Researchers at universities such as University of São Paulo, University of Cape Town, and Waseda University rely on the database for species inventories, taxonomic revisions, and biodiversity assessments cited in conservation listings by the IUCN, regional red lists like those produced by the European Environment Agency, and management plans drafted by agencies such as NOAA Fisheries and the Department of Fisheries and Oceans (Canada). Its influence extends to paleontological comparisons in publications from the American Geophysical Union, phylogenetic analyses employing data from the Tree of Life Web Project, and educational resources at institutions like the Field Museum and the Australian National University.
Access is provided through institutional subscriptions and open-access portals used by museums including the Natural History Museum, London and research infrastructures such as the Global Biodiversity Information Facility. Maintenance is coordinated by taxonomic editors and curators affiliated with entities such as the California Academy of Sciences, the Smithsonian Institution, and national academies like the Royal Society with support from grants by organizations like the National Geographic Society and the Gordon and Betty Moore Foundation; versioning and updates align with standards championed by bodies including the Biodiversity Information Standards (TDWG).
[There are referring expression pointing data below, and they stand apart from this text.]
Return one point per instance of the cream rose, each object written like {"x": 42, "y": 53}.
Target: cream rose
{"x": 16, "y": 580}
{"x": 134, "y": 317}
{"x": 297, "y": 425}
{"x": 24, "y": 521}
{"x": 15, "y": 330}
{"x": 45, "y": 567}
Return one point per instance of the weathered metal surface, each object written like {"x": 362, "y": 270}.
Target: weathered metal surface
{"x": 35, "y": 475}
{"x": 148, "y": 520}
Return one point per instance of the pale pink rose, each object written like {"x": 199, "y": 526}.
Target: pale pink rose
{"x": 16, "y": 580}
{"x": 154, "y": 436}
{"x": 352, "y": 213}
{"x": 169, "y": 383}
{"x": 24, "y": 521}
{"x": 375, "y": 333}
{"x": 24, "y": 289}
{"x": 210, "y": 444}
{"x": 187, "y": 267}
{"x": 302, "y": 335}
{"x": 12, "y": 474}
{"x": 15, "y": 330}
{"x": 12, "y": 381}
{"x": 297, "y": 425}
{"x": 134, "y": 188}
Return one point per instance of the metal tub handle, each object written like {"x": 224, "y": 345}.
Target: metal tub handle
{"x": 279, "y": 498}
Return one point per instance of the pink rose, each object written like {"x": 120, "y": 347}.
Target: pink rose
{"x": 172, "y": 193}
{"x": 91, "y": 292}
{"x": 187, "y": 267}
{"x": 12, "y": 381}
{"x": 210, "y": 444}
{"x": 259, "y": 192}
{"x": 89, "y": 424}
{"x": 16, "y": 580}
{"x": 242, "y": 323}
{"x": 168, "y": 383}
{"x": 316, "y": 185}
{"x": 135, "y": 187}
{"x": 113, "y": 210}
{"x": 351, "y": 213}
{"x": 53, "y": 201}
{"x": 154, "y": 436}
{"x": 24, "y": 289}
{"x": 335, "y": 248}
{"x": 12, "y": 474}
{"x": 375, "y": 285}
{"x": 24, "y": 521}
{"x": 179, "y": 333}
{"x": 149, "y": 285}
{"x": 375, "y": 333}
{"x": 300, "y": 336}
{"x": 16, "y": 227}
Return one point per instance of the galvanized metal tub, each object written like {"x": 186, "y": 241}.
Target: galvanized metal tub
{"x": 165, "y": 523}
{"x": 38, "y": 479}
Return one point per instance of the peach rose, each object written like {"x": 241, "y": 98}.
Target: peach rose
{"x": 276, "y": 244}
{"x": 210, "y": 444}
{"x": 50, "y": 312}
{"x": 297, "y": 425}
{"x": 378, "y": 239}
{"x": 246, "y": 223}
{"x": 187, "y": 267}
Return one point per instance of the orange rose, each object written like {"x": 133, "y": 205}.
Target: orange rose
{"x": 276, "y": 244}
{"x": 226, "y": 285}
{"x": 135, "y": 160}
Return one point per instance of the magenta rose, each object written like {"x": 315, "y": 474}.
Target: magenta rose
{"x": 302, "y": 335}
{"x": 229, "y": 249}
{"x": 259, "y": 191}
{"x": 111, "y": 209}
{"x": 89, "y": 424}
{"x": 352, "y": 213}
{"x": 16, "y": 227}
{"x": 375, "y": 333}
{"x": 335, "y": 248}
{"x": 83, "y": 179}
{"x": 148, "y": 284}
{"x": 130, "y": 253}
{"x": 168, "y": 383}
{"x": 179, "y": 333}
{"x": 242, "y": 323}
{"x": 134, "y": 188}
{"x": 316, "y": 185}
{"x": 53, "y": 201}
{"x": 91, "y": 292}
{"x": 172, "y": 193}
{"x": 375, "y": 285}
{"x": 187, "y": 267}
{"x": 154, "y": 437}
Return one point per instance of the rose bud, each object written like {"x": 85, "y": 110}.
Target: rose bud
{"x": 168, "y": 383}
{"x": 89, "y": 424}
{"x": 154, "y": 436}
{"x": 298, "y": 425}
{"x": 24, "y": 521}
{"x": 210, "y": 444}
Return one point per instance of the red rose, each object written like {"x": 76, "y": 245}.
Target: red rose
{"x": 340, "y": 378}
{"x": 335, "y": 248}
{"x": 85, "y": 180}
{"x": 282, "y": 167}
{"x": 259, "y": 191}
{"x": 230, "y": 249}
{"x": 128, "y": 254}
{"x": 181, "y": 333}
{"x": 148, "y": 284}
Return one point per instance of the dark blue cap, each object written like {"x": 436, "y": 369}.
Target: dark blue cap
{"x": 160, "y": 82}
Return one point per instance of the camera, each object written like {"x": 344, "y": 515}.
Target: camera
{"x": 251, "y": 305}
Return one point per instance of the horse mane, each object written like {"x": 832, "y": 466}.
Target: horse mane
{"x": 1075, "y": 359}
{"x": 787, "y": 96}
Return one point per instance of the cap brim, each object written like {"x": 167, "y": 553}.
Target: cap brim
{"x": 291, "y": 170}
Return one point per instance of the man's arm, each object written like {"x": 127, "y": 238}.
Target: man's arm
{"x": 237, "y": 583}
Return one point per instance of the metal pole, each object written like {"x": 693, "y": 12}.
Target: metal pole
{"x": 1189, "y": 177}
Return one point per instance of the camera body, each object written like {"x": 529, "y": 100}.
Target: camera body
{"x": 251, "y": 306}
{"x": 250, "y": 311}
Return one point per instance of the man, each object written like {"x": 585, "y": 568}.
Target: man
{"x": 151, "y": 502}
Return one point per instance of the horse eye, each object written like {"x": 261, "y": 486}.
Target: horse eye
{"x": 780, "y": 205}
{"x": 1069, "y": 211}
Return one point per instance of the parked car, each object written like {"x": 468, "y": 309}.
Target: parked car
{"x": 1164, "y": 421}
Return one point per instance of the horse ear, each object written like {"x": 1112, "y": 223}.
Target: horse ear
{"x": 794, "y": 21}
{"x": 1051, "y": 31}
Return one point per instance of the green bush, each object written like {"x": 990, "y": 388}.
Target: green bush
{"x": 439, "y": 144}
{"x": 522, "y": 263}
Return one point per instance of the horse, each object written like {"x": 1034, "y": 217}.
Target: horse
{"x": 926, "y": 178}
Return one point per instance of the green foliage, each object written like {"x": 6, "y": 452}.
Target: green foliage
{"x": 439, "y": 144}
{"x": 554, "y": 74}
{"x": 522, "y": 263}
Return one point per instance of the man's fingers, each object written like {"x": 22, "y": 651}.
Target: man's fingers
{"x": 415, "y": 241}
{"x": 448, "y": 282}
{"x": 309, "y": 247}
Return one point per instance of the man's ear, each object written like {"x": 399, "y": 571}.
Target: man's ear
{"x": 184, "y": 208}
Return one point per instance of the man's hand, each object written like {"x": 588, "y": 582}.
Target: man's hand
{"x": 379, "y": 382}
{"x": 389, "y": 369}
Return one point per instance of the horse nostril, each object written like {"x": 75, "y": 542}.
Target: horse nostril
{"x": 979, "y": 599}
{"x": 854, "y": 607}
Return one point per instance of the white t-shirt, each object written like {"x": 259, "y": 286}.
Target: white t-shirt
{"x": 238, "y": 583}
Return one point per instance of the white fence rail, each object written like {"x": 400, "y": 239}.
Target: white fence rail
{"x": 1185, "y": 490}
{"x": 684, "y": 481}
Critiques mirror those leveled at other large compilations such as the Catalogue of Life and involve debates over authority and species concepts among contributors from universities like Cornell University, University of Washington, and University of Tokyo, and tension between traditional taxonomy and molecular systematics championed by laboratories at the Scripps Institution of Oceanography and the Max Planck Institute for Evolutionary Anthropology. Limitations include incomplete coverage of cryptic taxa described in regional journals like Zootaxa, lag in updating names from recent monographs published by houses such as Brill Publishers, and challenges integrating non-digitized type data from institutions including the Zoological Museum of Amsterdam and the National Museum of Natural History (Chile).